Spatial and temporal localization of light in two dimensions
Carlos E. M\'aximo, Nicola Piovella, Philippe W. Courteille, Robin, Kaiser, Romain Bachelard

TL;DR
This paper investigates how light behaves in two-dimensional systems, revealing that scalar waves can localize strongly while vectorial waves do not, due to polarization coupling and near-field effects.
Contribution
It provides a detailed analysis of light localization in 2D, highlighting the conditions under which Anderson localization occurs or is suppressed.
Findings
Scalar waves exhibit Anderson localization with long lifetimes.
Vectorial waves do not show localization due to polarization coupling.

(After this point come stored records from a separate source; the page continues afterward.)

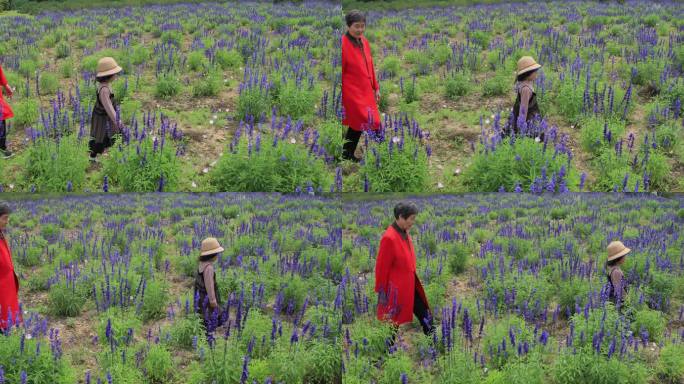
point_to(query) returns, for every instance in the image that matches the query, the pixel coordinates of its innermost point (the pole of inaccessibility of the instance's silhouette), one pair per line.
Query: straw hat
(107, 66)
(210, 246)
(616, 250)
(526, 64)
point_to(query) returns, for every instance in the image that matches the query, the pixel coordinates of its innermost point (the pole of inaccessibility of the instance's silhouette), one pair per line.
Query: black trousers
(351, 140)
(420, 310)
(98, 148)
(3, 135)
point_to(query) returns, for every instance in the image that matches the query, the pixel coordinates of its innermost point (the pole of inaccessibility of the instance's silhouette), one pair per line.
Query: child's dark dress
(101, 130)
(532, 110)
(203, 307)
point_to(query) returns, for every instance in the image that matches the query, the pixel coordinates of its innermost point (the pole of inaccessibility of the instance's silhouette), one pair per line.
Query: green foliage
(67, 299)
(499, 333)
(154, 301)
(324, 364)
(265, 167)
(197, 61)
(390, 167)
(28, 68)
(569, 101)
(50, 164)
(651, 321)
(585, 367)
(331, 137)
(410, 92)
(391, 65)
(208, 85)
(397, 364)
(489, 170)
(457, 367)
(228, 59)
(67, 69)
(140, 167)
(457, 85)
(167, 87)
(253, 102)
(297, 100)
(671, 364)
(184, 329)
(158, 364)
(63, 50)
(458, 255)
(498, 85)
(26, 112)
(592, 134)
(41, 368)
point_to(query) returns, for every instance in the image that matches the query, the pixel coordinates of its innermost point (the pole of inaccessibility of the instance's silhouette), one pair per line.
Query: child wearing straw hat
(616, 279)
(206, 289)
(5, 113)
(104, 124)
(525, 108)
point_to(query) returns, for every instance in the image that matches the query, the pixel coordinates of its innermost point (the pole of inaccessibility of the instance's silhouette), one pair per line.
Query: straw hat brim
(528, 69)
(619, 254)
(110, 72)
(212, 251)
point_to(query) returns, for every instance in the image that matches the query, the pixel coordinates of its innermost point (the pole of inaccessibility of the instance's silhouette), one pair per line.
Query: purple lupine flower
(544, 338)
(245, 371)
(518, 188)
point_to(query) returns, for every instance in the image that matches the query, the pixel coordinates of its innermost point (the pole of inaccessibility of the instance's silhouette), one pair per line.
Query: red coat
(5, 110)
(9, 287)
(359, 86)
(395, 272)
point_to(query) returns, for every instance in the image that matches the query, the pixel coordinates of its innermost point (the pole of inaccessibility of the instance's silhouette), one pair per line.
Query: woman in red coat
(400, 293)
(9, 282)
(5, 113)
(360, 88)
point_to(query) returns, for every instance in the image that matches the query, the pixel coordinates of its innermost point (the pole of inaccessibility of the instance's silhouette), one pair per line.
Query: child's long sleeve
(209, 284)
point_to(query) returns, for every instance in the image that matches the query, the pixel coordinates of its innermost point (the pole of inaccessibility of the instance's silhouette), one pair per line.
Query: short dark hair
(614, 261)
(5, 208)
(208, 257)
(524, 76)
(405, 210)
(103, 78)
(354, 16)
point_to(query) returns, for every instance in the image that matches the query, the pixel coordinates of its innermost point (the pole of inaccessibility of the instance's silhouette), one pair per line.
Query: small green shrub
(167, 87)
(154, 301)
(264, 167)
(145, 166)
(52, 165)
(158, 365)
(671, 364)
(457, 85)
(67, 299)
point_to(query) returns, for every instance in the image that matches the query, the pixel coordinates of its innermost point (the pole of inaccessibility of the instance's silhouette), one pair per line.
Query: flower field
(107, 290)
(247, 98)
(517, 288)
(516, 284)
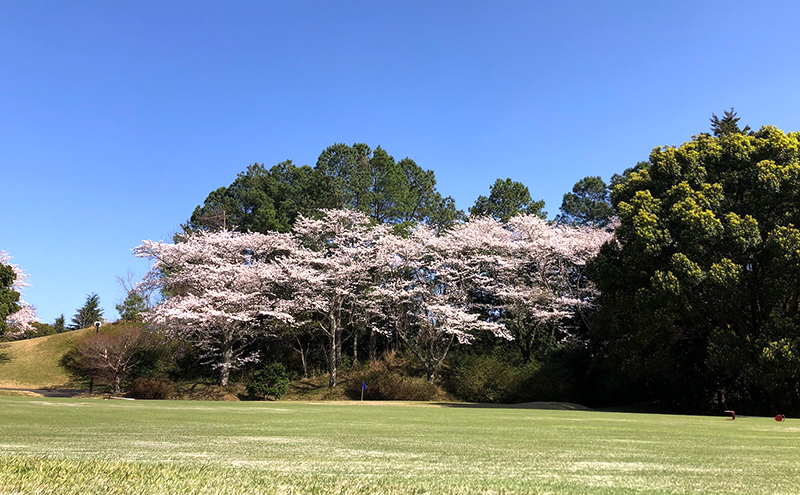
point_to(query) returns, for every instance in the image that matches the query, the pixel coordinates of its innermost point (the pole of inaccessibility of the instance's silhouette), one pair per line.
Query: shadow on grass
(4, 357)
(551, 406)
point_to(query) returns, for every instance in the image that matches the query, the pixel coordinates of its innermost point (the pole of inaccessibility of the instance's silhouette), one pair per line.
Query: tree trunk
(227, 360)
(332, 361)
(355, 345)
(338, 347)
(334, 350)
(373, 343)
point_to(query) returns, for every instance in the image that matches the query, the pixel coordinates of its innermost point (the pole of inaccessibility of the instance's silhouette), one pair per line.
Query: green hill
(34, 363)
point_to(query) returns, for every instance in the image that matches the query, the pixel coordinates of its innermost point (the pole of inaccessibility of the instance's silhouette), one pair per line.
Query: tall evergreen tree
(89, 313)
(59, 324)
(699, 300)
(587, 204)
(507, 198)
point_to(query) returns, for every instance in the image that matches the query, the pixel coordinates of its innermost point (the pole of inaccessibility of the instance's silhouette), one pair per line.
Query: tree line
(691, 304)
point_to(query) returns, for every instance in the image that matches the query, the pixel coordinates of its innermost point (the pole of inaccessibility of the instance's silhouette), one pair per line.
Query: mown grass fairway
(94, 446)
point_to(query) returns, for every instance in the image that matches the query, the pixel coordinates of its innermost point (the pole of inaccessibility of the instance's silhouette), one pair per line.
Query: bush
(271, 382)
(385, 384)
(151, 388)
(483, 378)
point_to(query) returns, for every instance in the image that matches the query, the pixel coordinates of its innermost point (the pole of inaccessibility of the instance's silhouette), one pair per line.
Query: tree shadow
(4, 356)
(549, 406)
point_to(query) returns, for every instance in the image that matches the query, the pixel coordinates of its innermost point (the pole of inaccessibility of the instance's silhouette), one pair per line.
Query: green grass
(34, 363)
(86, 446)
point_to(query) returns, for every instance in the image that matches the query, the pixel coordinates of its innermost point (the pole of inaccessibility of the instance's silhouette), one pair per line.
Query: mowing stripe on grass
(93, 446)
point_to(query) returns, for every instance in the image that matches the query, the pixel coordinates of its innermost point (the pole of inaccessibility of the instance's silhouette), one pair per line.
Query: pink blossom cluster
(431, 289)
(20, 321)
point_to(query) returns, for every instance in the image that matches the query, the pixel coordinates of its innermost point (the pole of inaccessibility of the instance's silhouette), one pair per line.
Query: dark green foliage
(107, 357)
(728, 124)
(39, 330)
(9, 298)
(89, 313)
(262, 200)
(355, 177)
(587, 204)
(151, 388)
(483, 378)
(700, 299)
(384, 383)
(270, 382)
(58, 324)
(506, 199)
(132, 308)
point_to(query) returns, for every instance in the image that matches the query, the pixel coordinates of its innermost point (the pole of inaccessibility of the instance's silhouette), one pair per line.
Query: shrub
(483, 378)
(151, 388)
(386, 384)
(270, 382)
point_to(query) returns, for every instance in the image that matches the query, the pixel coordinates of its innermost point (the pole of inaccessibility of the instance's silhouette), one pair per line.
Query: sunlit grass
(34, 363)
(95, 446)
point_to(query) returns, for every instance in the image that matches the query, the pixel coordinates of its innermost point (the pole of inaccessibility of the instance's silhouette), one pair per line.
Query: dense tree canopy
(355, 177)
(507, 198)
(587, 204)
(87, 314)
(701, 290)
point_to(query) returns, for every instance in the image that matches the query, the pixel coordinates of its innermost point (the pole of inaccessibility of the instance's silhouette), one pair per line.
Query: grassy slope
(89, 446)
(34, 363)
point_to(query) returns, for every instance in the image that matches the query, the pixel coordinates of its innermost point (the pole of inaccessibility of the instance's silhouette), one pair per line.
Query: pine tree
(88, 314)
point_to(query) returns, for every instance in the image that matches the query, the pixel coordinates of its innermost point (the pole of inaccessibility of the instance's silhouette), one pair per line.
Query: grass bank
(73, 446)
(34, 363)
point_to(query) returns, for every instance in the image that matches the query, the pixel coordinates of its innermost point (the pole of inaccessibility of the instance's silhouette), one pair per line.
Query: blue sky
(118, 118)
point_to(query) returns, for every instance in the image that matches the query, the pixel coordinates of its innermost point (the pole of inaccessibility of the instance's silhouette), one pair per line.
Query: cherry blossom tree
(543, 286)
(427, 287)
(225, 290)
(21, 315)
(341, 250)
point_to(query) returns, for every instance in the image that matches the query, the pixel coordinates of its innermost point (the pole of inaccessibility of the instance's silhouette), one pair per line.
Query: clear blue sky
(118, 118)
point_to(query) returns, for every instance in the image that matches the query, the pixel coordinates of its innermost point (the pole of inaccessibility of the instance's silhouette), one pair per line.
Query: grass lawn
(84, 446)
(34, 363)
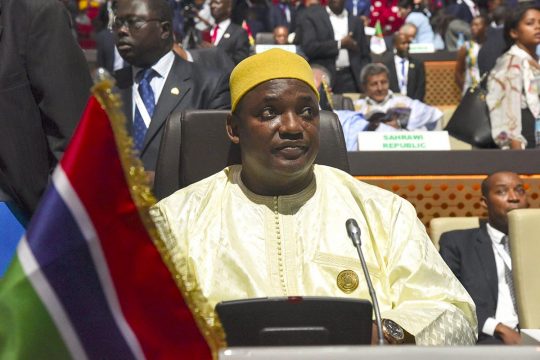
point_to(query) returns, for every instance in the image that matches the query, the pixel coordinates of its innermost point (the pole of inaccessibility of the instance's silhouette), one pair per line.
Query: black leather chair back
(195, 145)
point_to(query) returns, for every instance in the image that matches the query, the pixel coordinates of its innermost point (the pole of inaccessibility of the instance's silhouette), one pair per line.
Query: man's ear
(483, 202)
(166, 30)
(232, 128)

Localization length depends on mode position, not lifetime.
Abstract
Quasi-resonant scattering of light in two dimensions can be described either as a scalar or as a vectorial electromagnetic wave. Performing a scaling analysis we observe in both cases long lived modes, yet only the scalar case exhibits Anderson localized modes together with extremely long mode lifetimes. We show that the localization length of these modes is influenced only by their position, and not their lifetime. Investigating the reasons for the absence of localization, it appears that both the coupling of several polarizations and the presence of near-field terms are able to prevent long lifetimes and Anderson localization.